For developers who have fully embraced AI agents, productivity is no longer the bottleneck. Agents produce code faster than humans, and often better. The bottleneck is correctness: whether the code solves the problem, whether the architecture can still hold the feature set you’re growing into, whether the implementation encodes the right premises. The practical shift is that a significant fraction of your agent compute should now go to validation (tests, reviewers, scope checks), rather than to producing more code.
Productivity Is No Longer the Bottleneck
A year ago, the argument for agentic programming was throughput: agents let you ship more code in less time.
That is not controversial anymore. With the current generation of models inside agentic harnesses (Claude Code, Codex, and the like), a single developer supervising one agent can run circles around a small team writing by hand.
For people fully inside this workflow, the question is no longer “how do I produce more?”. It is “how do I know what I produced is right?”.

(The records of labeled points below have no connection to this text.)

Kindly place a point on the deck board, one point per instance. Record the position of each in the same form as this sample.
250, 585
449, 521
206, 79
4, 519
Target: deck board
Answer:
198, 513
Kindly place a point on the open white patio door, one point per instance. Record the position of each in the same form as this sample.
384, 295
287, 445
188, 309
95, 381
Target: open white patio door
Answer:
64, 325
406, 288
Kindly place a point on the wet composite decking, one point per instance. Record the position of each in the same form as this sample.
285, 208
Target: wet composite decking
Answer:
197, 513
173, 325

Three Layers Where “Right” Can Fail
Each layer has its own remedies.
The product layer: does this match what a user wants?

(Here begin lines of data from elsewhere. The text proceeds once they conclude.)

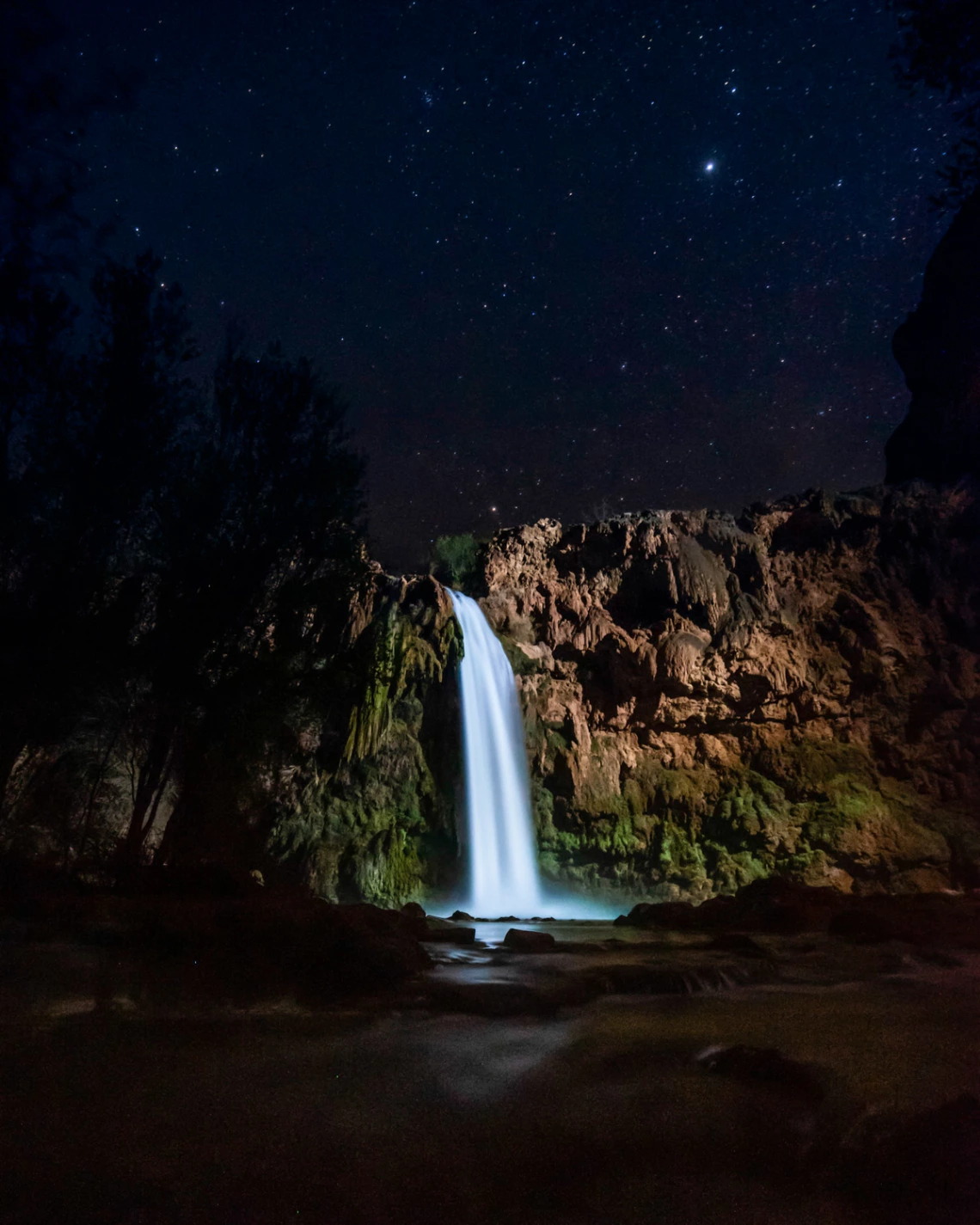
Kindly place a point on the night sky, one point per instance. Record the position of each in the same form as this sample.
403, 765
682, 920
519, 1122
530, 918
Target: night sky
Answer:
562, 259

Part of “right” is still human judgment. An actual human has to look at the running product and say whether it does what they actually need. No amount of agent compute substitutes for that.

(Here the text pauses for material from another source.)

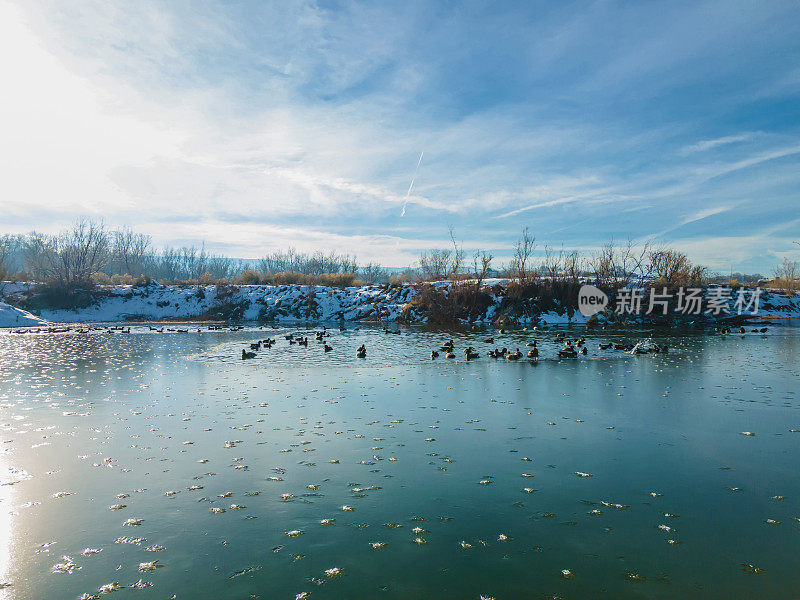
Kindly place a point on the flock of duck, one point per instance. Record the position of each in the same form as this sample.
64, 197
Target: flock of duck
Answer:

(Incidentally, this will probably change fast, as more and more products are targeted at agents.)
The most you can do is make this human’s job easy: ship into a real environment quickly, with real data, so the human can poke at it and react.
The architecture layer: is this the right shape of code?
This is the hardest layer, and the one where current agents are weakest.
A lot of what experienced software engineers do is architectural judgment:
- structuring code so it can accommodate the features that will land on it, without knowing in advance what’s coming;
- knowing what features not to implement;
- recognizing when the feature set has outgrown the original architecture, and the codebase needs to be reshaped before more code can land cleanly.
Agents are not yet good at any of these. They will happily add the feature you asked for, in the place where it fits least, with abstractions that make the next three features harder.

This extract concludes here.